Total RNAs were extracted using the TriReagent method (TriReagent, Euromedex, Strasbourg, France). For each sample, the following sequence was performed as quickly as possible: Pellet cells were placed in 1.6 mL of TriReagent. For separation of the aqueous phase and isopropanol precipitation, cells homogenates (1.6 mL) were added by 320 uL of chloroform and incubated at room temperature for 15 min and then centrifuged at 12,000 g for 15 min at 4_C. The upper aqueous phase (about 800 uL) containing RNA was collected. RNAs were then precipitated from the aqueous phase by addition of isopropanol (one volume isopropanol for one volume of aqueous solution) 10 min at room temperature followed by a centrifugation at 12,000 g for 10 min at 4_C. Pellets were washed twice with ethanol 75 % (7,500 g, 5 min, 4_C), resuspended in 100 mL sterile RNAse-free water, and frozen at -20_C. To assess the quality of RNAs, 1 uL was used for determination of concentration using a Nanodrop spectrophotometer (http://www.nanodrop.com). The quality of RNA-preparations was further assessed using Lab-on-a-chip Bioanalyser 2000 technology (Agilent technologies), based on the 28S/18S ribosomal RNAs ratio.

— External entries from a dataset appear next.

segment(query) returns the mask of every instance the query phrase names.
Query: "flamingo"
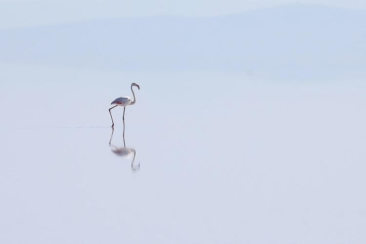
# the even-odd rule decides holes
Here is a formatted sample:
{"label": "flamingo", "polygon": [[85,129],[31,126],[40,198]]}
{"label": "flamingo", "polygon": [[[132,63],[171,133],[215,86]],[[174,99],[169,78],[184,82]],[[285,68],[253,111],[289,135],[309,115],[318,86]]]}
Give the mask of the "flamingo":
{"label": "flamingo", "polygon": [[114,126],[114,123],[113,122],[113,118],[112,118],[112,114],[111,113],[111,109],[113,108],[117,107],[117,106],[122,106],[123,107],[123,136],[124,136],[124,110],[126,109],[126,107],[130,105],[133,105],[136,102],[136,98],[135,97],[135,93],[133,92],[132,87],[133,86],[136,86],[139,90],[140,90],[140,85],[138,85],[136,83],[132,83],[131,84],[131,90],[132,92],[132,95],[133,95],[133,101],[130,97],[127,96],[121,97],[116,99],[113,102],[111,103],[111,104],[117,104],[114,107],[112,107],[109,109],[109,114],[111,115],[111,119],[112,119],[112,127]]}

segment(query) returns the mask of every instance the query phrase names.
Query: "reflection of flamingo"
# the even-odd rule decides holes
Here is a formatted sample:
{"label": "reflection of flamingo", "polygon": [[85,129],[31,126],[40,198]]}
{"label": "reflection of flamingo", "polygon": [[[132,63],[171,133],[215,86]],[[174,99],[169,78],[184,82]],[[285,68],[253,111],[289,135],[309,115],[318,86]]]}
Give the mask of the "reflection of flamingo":
{"label": "reflection of flamingo", "polygon": [[126,144],[124,142],[124,136],[123,136],[123,146],[117,146],[113,144],[111,144],[114,131],[114,128],[112,127],[112,135],[111,135],[111,139],[109,140],[109,147],[111,148],[111,151],[117,156],[123,158],[130,159],[132,158],[132,161],[131,162],[131,168],[134,170],[139,169],[140,163],[135,163],[135,160],[136,159],[136,150],[134,148],[126,147]]}
{"label": "reflection of flamingo", "polygon": [[133,86],[136,86],[139,90],[140,90],[140,86],[136,83],[132,83],[131,84],[131,90],[132,91],[132,95],[133,95],[133,101],[129,97],[124,96],[121,97],[116,99],[113,102],[112,102],[111,104],[117,104],[114,107],[112,107],[109,109],[109,114],[111,115],[111,119],[112,119],[112,127],[114,126],[114,123],[113,122],[113,118],[112,118],[112,114],[111,113],[111,109],[114,107],[116,107],[117,106],[122,106],[123,107],[123,135],[124,135],[124,110],[126,109],[126,107],[130,105],[133,105],[136,102],[136,98],[135,97],[135,93],[132,90]]}

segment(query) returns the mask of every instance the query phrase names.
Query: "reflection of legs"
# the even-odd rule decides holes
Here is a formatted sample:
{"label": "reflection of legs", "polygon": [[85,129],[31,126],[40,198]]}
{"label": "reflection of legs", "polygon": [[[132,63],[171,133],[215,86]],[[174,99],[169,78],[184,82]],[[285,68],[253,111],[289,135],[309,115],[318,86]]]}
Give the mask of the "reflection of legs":
{"label": "reflection of legs", "polygon": [[111,139],[109,140],[109,145],[111,145],[111,142],[112,142],[112,137],[113,136],[113,131],[114,131],[114,127],[112,127],[112,134],[111,134]]}
{"label": "reflection of legs", "polygon": [[122,119],[123,120],[123,141],[124,141],[124,110],[126,109],[126,107],[123,107],[123,117]]}
{"label": "reflection of legs", "polygon": [[116,106],[115,106],[114,107],[112,107],[111,108],[110,108],[110,109],[109,109],[109,114],[110,114],[110,115],[111,115],[111,119],[112,119],[112,127],[113,127],[113,126],[114,126],[114,123],[113,122],[113,118],[112,118],[112,114],[111,113],[111,109],[112,109],[112,108],[113,108],[114,107],[117,107],[117,106],[118,106],[118,105],[116,105]]}

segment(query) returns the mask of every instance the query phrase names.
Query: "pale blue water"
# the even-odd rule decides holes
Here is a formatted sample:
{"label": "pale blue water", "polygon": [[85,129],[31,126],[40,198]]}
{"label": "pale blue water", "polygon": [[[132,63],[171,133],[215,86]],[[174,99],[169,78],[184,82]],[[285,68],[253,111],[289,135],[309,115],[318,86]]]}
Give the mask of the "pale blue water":
{"label": "pale blue water", "polygon": [[[366,241],[357,81],[35,66],[0,80],[1,243]],[[132,82],[131,167],[122,109],[110,145],[108,109]]]}

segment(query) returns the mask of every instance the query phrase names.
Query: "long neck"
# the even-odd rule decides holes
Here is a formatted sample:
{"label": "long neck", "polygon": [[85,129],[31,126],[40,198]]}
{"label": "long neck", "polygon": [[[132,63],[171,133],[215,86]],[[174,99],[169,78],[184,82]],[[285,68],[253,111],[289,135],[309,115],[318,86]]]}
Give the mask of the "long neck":
{"label": "long neck", "polygon": [[133,92],[132,89],[132,85],[131,86],[131,90],[132,92],[132,95],[133,95],[133,101],[131,102],[131,105],[134,104],[136,102],[136,97],[135,96],[135,93]]}

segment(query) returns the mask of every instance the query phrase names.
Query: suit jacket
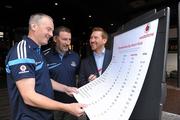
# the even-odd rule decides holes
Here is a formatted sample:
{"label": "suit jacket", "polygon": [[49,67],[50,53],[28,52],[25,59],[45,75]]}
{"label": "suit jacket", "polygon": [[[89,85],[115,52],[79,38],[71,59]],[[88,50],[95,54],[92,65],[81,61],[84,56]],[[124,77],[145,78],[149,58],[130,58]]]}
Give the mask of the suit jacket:
{"label": "suit jacket", "polygon": [[[102,73],[108,67],[109,63],[111,62],[111,58],[112,58],[112,52],[110,50],[105,49]],[[88,56],[87,58],[81,61],[78,86],[81,87],[87,84],[89,82],[88,77],[91,74],[95,74],[97,77],[99,77],[99,72],[93,54],[91,54],[90,56]]]}

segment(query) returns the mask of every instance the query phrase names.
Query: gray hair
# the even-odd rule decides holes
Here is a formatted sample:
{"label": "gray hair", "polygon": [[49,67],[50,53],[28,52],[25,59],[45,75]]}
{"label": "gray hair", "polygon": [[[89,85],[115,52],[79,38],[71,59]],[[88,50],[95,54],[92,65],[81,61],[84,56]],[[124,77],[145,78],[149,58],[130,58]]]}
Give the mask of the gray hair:
{"label": "gray hair", "polygon": [[48,18],[50,18],[53,21],[52,17],[50,17],[49,15],[46,15],[44,13],[36,13],[36,14],[33,14],[33,15],[30,16],[30,19],[29,19],[29,29],[31,28],[32,24],[38,24],[39,21],[42,18],[44,18],[44,17],[48,17]]}

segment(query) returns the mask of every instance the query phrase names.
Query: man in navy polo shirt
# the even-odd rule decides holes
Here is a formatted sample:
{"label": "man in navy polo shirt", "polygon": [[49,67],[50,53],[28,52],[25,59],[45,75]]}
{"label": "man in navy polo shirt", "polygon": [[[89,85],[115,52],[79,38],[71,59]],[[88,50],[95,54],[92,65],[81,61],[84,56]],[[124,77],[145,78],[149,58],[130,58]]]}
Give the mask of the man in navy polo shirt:
{"label": "man in navy polo shirt", "polygon": [[[71,87],[76,86],[79,55],[71,50],[71,30],[60,26],[54,30],[53,46],[44,51],[50,76],[57,82]],[[55,91],[55,100],[63,103],[76,102],[73,97],[63,92]],[[63,111],[54,112],[54,120],[77,120],[77,117]]]}
{"label": "man in navy polo shirt", "polygon": [[53,89],[69,95],[77,90],[50,79],[40,47],[48,43],[53,30],[50,16],[42,13],[32,15],[28,36],[12,47],[6,57],[12,120],[52,120],[52,110],[66,111],[75,116],[84,113],[83,104],[53,100]]}

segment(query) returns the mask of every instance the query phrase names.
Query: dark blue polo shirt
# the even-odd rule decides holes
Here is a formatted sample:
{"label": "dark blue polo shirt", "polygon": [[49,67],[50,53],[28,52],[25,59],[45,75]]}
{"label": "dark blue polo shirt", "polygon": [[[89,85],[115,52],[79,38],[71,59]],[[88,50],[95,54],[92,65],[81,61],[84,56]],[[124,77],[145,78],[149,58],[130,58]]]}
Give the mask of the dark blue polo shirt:
{"label": "dark blue polo shirt", "polygon": [[35,91],[53,99],[49,71],[38,45],[28,37],[11,48],[6,57],[6,72],[12,120],[51,120],[52,112],[26,105],[16,81],[35,78]]}
{"label": "dark blue polo shirt", "polygon": [[[79,71],[79,55],[73,51],[68,51],[61,56],[55,49],[44,52],[50,77],[59,83],[76,86],[76,74]],[[64,103],[75,102],[75,99],[65,93],[54,92],[55,99]]]}

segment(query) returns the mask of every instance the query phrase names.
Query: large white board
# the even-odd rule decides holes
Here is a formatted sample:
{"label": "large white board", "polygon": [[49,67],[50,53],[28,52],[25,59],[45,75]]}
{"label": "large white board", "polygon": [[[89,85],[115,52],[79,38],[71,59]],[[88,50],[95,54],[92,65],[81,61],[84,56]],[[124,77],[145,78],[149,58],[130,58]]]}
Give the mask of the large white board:
{"label": "large white board", "polygon": [[114,37],[106,71],[74,94],[87,104],[90,120],[128,120],[142,89],[151,60],[159,20]]}

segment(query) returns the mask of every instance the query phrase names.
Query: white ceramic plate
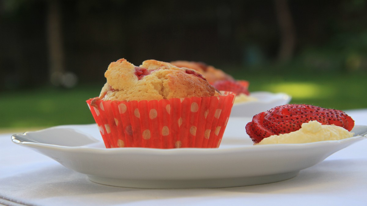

The ratio of 18s/28s ribosomal RNA ranges from 0 to 2.3, and the RNA Integrity Number (RIN) from 2.3 to 9.4. Usually, RNA showing a RIN lower than 7 with an 18s/28s ratio below 1.8 are discarded from study. Since these samples are rare and difficult to obtain, they underwent the hybridization procedure (GE single color assay as well as miRNA assay). Concentrations of all RNAs were adjusted at 80 ng/uL, and verified with a second measurement on a Nanodrop spectrophotometer. These RNAs were used for GE and microRNA assays.
Liquid serum-free medium and purification of the CD41+ cell population : CD34+ were cultured in serum-free medium in the presence of TPO (10 ng/mL; Kirin Brewery, Tokyo, Japan). Ingredients used to prepare the serum-free medium were as previously described 28. To purify the CD41+ population, cells in suspension culture were collected at day 6-7, stained with an anti–CD41a-PE monoclonal antibody (MoAb) (PharMingen, San Diego, CA) and purified by cell sorting (Influx, Becton Dickinson, le Pont de Claix, France). The purified CD41+ cell population was subsequently grown in the same serum-free liquid medium with or without TPO and in presence or absence of S78454 for an additional 24 h. When stated, CD41+ cells were starved overnight from cytokine. Then CD41+ cells were stimulated for different times with TPO with or without S78454; cells were subsequently recovered in dry pellet for subsequent analyses.